Some of the most grave and serious injuries arise between motor vehicles and pedestrians when the rules of the road are not heeded by the driver, the pedestrian or both. In 2015 Transport Canada compiled a study that showed that between 2010 and 2014 there were over 1,500 pedestrian deaths caused by motor vehicles across Canada. That number only includes motorists striking pedestrians and does not include collisions with other vehicles or bicycles; that means over 1,500 pedestrians died in Canada in 4 years because they were struck by a vehicle.
That number is shocking. It represents approximately 15% of fatalities from motor vehicle accidents. And it is not clear that there is a downward trend in these fatalities. Ontario provincial police say the number of pedestrians killed in crashes in Ontario in 2016 was the highest in eight years.
It behooves pedestrians and drivers to abide by the rules put into place to protect them.
- Cross only at marked crosswalks or traffic lights. Don't cross in the middle of the block or between parked cars.
- Make sure drivers see them before they cross. If the driver is stopped, make eye contact before stepping into the road.
- Wear bright or light-coloured clothing or reflective strips, especially at dusk or when it's dark.
- At a traffic light:
- Cross when traffic has come to a complete stop.
- Begin to cross at the start of the green light or “Walk” signal, where provided.
- Do not start to cross if you see a flashing “Do Not Walk” symbol or the light turns yellow. If you already started to cross, complete your crossing in safety.
- Never cross on a red light.
- Watch for traffic turning at intersections or turning into and leaving driveways.
- Pay special attention to pedestrians as they drive.

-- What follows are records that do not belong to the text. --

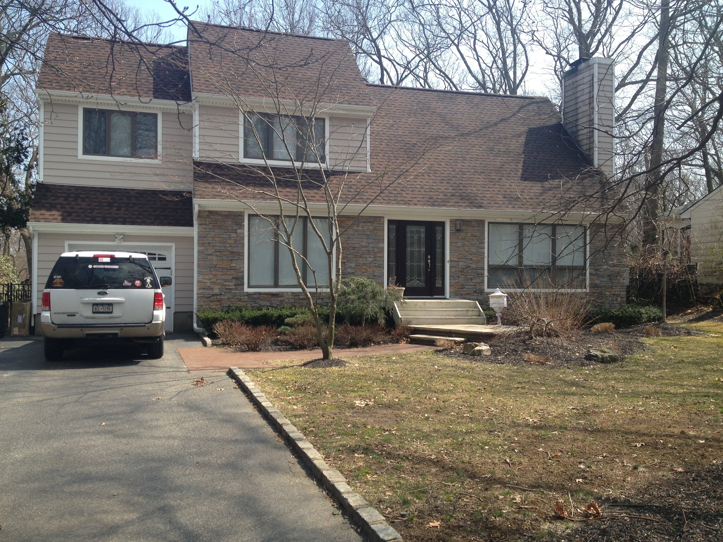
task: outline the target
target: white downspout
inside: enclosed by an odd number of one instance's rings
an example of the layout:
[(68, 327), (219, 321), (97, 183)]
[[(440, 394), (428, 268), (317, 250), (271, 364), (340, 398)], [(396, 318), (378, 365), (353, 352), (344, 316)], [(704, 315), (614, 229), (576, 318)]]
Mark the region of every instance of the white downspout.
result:
[(196, 324), (196, 311), (198, 308), (198, 204), (193, 204), (193, 330), (196, 333), (205, 333), (206, 330)]

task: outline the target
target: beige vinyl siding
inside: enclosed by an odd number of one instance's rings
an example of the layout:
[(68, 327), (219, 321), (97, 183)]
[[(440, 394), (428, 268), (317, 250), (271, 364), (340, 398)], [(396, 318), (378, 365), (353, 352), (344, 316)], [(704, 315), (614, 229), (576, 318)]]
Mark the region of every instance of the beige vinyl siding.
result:
[(161, 163), (147, 163), (79, 158), (77, 104), (46, 101), (44, 111), (44, 182), (116, 188), (191, 187), (192, 115), (163, 112)]
[(329, 118), (329, 167), (367, 171), (367, 119)]
[[(595, 121), (595, 71), (597, 66), (597, 127)], [(613, 64), (609, 59), (589, 61), (565, 79), (562, 103), (563, 123), (580, 148), (595, 164), (595, 137), (597, 135), (596, 165), (608, 175), (614, 172), (612, 138), (615, 126)]]
[(239, 110), (199, 106), (198, 155), (202, 160), (239, 161)]
[(698, 280), (719, 284), (723, 276), (715, 264), (706, 262), (711, 249), (723, 246), (723, 188), (701, 202), (690, 211), (690, 258), (698, 264)]
[[(93, 228), (93, 226), (89, 226)], [(123, 227), (119, 226), (119, 232), (122, 233)], [(65, 251), (65, 241), (93, 241), (99, 244), (112, 243), (115, 244), (113, 234), (85, 235), (83, 233), (38, 233), (38, 307), (40, 306), (40, 297), (45, 288), (48, 276), (53, 270), (56, 261)], [(129, 250), (134, 243), (153, 243), (163, 244), (176, 244), (176, 276), (174, 295), (176, 306), (174, 312), (193, 311), (193, 237), (153, 235), (124, 234), (124, 242), (116, 245), (118, 250)], [(103, 246), (106, 246), (105, 244)], [(87, 250), (92, 250), (89, 246)], [(106, 246), (107, 250), (107, 246)], [(38, 311), (40, 309), (38, 309)]]

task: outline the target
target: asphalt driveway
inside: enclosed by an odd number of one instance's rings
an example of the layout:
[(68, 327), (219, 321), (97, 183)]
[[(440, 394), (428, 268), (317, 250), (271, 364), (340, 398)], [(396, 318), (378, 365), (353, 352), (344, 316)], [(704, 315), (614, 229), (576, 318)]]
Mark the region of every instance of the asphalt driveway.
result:
[(189, 374), (196, 345), (0, 343), (0, 542), (361, 540), (226, 374)]

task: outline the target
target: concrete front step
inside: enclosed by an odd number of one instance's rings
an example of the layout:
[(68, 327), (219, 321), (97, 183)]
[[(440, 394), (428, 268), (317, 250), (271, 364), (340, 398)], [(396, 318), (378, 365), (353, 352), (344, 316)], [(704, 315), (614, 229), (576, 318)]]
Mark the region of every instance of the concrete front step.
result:
[(435, 346), (437, 345), (437, 341), (440, 339), (442, 340), (451, 340), (453, 343), (456, 343), (457, 344), (464, 343), (464, 339), (461, 337), (442, 337), (441, 335), (409, 335), (409, 342), (413, 345), (429, 345), (430, 346)]
[(443, 316), (425, 316), (425, 317), (405, 317), (401, 319), (406, 320), (408, 325), (464, 325), (466, 324), (474, 324), (476, 325), (484, 325), (486, 321), (484, 317), (443, 317)]

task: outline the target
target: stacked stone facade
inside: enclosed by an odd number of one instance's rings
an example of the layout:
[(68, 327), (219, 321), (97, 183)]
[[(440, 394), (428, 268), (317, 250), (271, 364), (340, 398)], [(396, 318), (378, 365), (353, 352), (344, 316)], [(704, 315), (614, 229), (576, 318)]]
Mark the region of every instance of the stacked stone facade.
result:
[[(198, 307), (304, 305), (301, 292), (244, 291), (244, 213), (198, 212)], [(384, 218), (342, 218), (342, 278), (384, 282)]]
[[(450, 297), (474, 299), (489, 305), (484, 291), (485, 221), (463, 220), (460, 231), (450, 223)], [(384, 282), (383, 217), (342, 218), (348, 228), (342, 238), (342, 277), (364, 277)], [(303, 305), (300, 292), (244, 291), (244, 213), (205, 211), (198, 213), (198, 306)], [(599, 228), (590, 229), (590, 301), (599, 307), (615, 308), (625, 303), (623, 247), (609, 241)]]

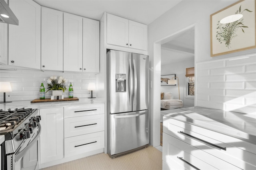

All intersections, crosswalks, stop signs represent places where pedestrians could be expected to be moving whether in accordance with the traffic signs and signals or not. Drivers need to be vigilant to ensure that pedestrians are protected.
- As of January 1, 2016 new provisions added to the HTA require that drivers wait at crosswalks and crossovers until a pedestrian is completely off the roadway before moving through the intersection
- Always look for pedestrians, especially when turning
- Watch for children. Drive slowly and cautiously through school zones, residential areas, or any other area where children could be walking or playing.
- Watch out for Community Safety Zone signs that indicate areas where public safety is a special concern, including the possibility of encountering pedestrians.
- Be patient, especially with seniors or pedestrians with disabilities who need more time to cross the road.
- Drive carefully near streetcar stops with islands or zones for passengers getting on and off. Pass them at reasonable speeds, and always be ready in case pedestrians make sudden or unexpected moves.